←back to thread

688 points crescit_eundo | 2 comments | | HN request time: 0s | source
Show context
niobe ◴[] No.42142885[source]
I don't understand why educated people expect that an LLM would be able to play chess at a decent level.

It has no idea about the quality of it's data. "Act like x" prompts are no substitute for actual reasoning and deterministic computation which clearly chess requires.

replies(20): >>42142963 #>>42143021 #>>42143024 #>>42143060 #>>42143136 #>>42143208 #>>42143253 #>>42143349 #>>42143949 #>>42144041 #>>42144146 #>>42144448 #>>42144487 #>>42144490 #>>42144558 #>>42144621 #>>42145171 #>>42145383 #>>42146513 #>>42147230 #
viraptor ◴[] No.42143060[source]
This is a puzzle given enough training information. LLM can successfully print out the status of the board after the given moves. It can also produce a not-terrible summary of the position and is able to list dangers at least one move ahead. Decent is subjective, but that should beat at least beginners. And the lowest level of stockfish used in the blog post is lowest intermediate.

I don't know really what level we should be thinking of here, but I don't see any reason to dismiss the idea. Also, it really depends on whether you're thinking of the current public implementations of the tech, or the LLM idea in general. If we wanted to get better results, we could feed it way more chess books and past game analysis.

replies(2): >>42143139 #>>42143871 #
grugagag ◴[] No.42143139[source]
LLMs like GPT aren’t built to play chess, and here’s why: they’re made for handling language, not playing games with strict rules and strategies. Chess engines, like Stockfish, are designed specifically for analyzing board positions and making the best moves, but LLMs don’t even "see" the board. They’re just guessing moves based on text patterns, without understanding the game itself.

Plus, LLMs have limited memory, so they struggle to remember previous moves in a long game. It’s like trying to play blindfolded! They’re great at explaining chess concepts or moves but not actually competing in a match.

replies(5): >>42143316 #>>42143409 #>>42143940 #>>42144497 #>>42150276 #
1. codebolt ◴[] No.42144497{3}[source]
> they’re made for handling language, not playing games with strict rules and strategies

Here's the opposite theory: Language encodes objective reasoning (or at least, it does some of the time).
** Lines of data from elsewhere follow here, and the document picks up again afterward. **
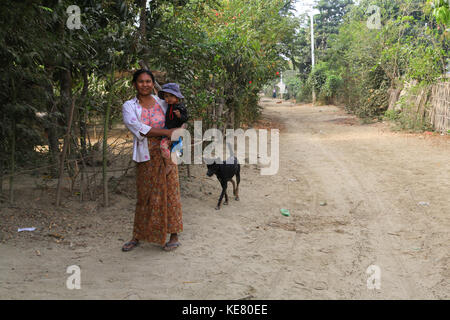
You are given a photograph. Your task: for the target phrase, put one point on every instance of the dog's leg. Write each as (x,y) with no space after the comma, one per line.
(224,192)
(238,180)
(234,187)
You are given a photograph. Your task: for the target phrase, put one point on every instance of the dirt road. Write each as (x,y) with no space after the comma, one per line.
(359,196)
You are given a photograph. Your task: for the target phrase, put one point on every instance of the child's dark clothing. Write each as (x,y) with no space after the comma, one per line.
(172,121)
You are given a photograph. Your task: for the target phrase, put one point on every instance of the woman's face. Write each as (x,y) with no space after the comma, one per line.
(144,85)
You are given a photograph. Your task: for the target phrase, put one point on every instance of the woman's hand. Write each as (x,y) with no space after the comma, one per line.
(170,132)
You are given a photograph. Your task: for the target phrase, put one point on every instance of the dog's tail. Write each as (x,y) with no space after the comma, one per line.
(232,159)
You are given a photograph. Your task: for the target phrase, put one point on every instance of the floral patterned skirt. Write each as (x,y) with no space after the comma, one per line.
(158,207)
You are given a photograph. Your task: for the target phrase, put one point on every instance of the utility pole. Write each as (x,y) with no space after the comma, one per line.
(308,8)
(311,14)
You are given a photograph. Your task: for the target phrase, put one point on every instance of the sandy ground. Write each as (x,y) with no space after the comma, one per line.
(353,192)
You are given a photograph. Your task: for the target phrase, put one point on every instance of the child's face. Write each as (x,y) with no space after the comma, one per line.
(170,98)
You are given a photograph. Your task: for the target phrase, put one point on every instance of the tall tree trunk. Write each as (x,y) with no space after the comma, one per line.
(83,113)
(12,162)
(105,137)
(63,155)
(142,20)
(13,146)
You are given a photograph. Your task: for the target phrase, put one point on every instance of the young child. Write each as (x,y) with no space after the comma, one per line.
(176,114)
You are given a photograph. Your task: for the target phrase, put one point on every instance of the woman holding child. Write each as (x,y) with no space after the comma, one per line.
(158,207)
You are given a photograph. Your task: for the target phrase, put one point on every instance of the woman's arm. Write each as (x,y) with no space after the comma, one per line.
(132,122)
(154,132)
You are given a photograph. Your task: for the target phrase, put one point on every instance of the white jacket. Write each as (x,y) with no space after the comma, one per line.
(131,112)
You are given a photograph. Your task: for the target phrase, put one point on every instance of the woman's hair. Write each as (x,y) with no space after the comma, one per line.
(141,71)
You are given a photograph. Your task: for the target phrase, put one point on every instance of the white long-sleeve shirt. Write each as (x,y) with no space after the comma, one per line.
(131,112)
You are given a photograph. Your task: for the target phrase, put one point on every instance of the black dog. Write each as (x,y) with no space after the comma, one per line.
(225,172)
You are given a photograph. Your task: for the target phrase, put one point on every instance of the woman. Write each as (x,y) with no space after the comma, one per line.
(158,207)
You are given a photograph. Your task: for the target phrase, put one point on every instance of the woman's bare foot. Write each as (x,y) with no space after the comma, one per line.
(130,245)
(173,243)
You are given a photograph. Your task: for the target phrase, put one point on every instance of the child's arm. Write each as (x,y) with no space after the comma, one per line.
(183,112)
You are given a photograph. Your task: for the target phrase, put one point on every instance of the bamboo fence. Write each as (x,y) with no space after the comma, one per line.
(440,107)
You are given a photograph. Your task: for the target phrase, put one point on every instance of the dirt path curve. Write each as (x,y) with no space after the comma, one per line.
(353,191)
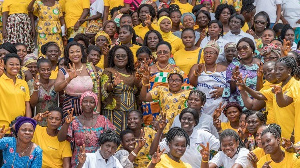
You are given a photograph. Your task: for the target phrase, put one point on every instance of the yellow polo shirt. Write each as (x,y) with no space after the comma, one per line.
(73,10)
(15,6)
(53,150)
(113,3)
(141,31)
(12,99)
(186,59)
(285,116)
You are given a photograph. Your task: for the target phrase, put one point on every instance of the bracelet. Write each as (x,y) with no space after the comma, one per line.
(133,153)
(204,161)
(145,84)
(196,74)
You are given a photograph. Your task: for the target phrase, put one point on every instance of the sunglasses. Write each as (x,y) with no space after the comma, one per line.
(244,47)
(259,22)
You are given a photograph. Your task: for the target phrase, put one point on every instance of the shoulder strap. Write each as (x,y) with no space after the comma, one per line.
(199,55)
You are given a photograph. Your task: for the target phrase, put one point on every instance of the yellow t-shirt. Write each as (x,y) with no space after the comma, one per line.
(113,3)
(227,125)
(15,6)
(12,99)
(134,49)
(167,162)
(142,157)
(141,31)
(186,59)
(290,161)
(294,92)
(54,73)
(259,152)
(53,150)
(73,10)
(184,8)
(101,62)
(269,105)
(170,103)
(285,117)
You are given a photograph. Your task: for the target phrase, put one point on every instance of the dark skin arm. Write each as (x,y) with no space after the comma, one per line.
(4,23)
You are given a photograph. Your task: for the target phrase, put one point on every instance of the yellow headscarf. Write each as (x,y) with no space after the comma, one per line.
(102,33)
(169,37)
A sufficiently large ANN trained on sufficiently large amounts of text will develop internal mechanisms of reasoning that can be applied to domains outside of language.

Based on what we are currently seeing LLMs do, I'm becoming more and more convinced that this is the correct picture.

replies(1): >>42144685 #
2. wruza ◴[] No.42144685[source]
I share this idea but from the different perspective. It doesn’t develop these mechanisms, but casts a high-dimensional-enough shadow of their effect on itself. This vaguely explains why the more deep Gell-Mann-wise you are the less sharp that shadow is, because specificity cuts off “reasoning” hyperplanes.

It’s hard to explain emerging mechanisms because of the nature of generation, which is one-pass sequential matrix reduction. I say this while waving my hands, but listen. Reasoning is similar to Turing complete algorithms, and what LLMs can become through training is similar to limited pushdown automata at best. I think this is a good conceptual handle for it.

“Line of thought” is an interesting way to loop the process back, but it doesn’t show that much improvement, afaiu, and still is finite.

Otoh, a chess player takes as much time and “loops” as they need to get the result (ignoring competitive time limits).